The order of operations is like this:
tm starts t0
t0 checks dataIndexing flag - false, goes into the loop, sets flag to true
tm sleeps
tm starts t1
tm sets indexing flag to false
t1 checks dataIndexing flag - false, goes into the loop, sets flag to true
t0 continues the loop because it missed that brief period when indexing was cancelled
If you sleep in the main tm before setting indexing flag to false, then t1 will get the exception.
You need to synchronize access to variables shared between multiple threads. I.e. checking the state of the flag and changing it needs to be done while holding a mutex.
It seems you're hitting the difference between logging and the actual execution. The threads can conceivably run cancel and create index in the space between logging and and the exception, thus the second thread slipping by and preventing cancelling of the first and the second.
It is not advisable to allow simultaneous changes to shared resource, namely private boolean dataIndexing. There are two solutions (at least):
1.A syncronized method to allow for change of the shared resource (thus limiting access to only one thread at a time)
private synchronized void setDataIndexing(boolean value) {
dataIndexing = value;
}
2.Guarding each change of this value in a syncronized section (in both the = true and the = false places):
syncronized (this) {
dataIndexing = /* the relevant value */;
}
I would advise a separate method, but good to know the alternatives.
Not an answer to your question, but this is completely unsynchronized:
if (dataIndexing)
throw new IllegalStateException("Service is busy!");
dataIndexing = true;
Is the service busy if your execution reaches the throw statement?
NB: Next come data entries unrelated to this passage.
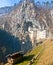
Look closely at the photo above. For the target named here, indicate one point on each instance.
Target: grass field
(30, 55)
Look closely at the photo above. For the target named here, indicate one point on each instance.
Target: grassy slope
(30, 55)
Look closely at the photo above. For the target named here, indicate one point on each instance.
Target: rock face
(25, 14)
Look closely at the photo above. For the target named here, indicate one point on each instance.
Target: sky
(4, 3)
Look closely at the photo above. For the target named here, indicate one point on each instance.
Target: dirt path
(47, 57)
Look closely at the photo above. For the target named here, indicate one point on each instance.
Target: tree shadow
(25, 58)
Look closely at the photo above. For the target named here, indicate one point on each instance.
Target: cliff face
(27, 13)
Not necessarily! Another thread could have changed the value of dataIndexing from true to false in between the test and the throw.
What's worse, maybe much worse, is that two threads might both reach the statement after the throw at the same time:
Thread A Thread B
tests dataIndexing, finds it to
be false.
Tests dataIndexing, finds it to be false.
sets dataIndexing = true; sets dataIndexing = true;
... ...
Also, this is unreliable, and it takes time.
Thread.sleep(sleepMillis);
assertTrue(indexService.isDataIndexing());
Better to design your classes for testability. If your test needs to wait until isDataIndexing(), then your class should provide a means for the test to wait()...
Also, don't underestimate the importance of making tests that complete in the least amount of time possible. When you have a system that has thousands or tens of thousands of test cases, the seconds really start to add up.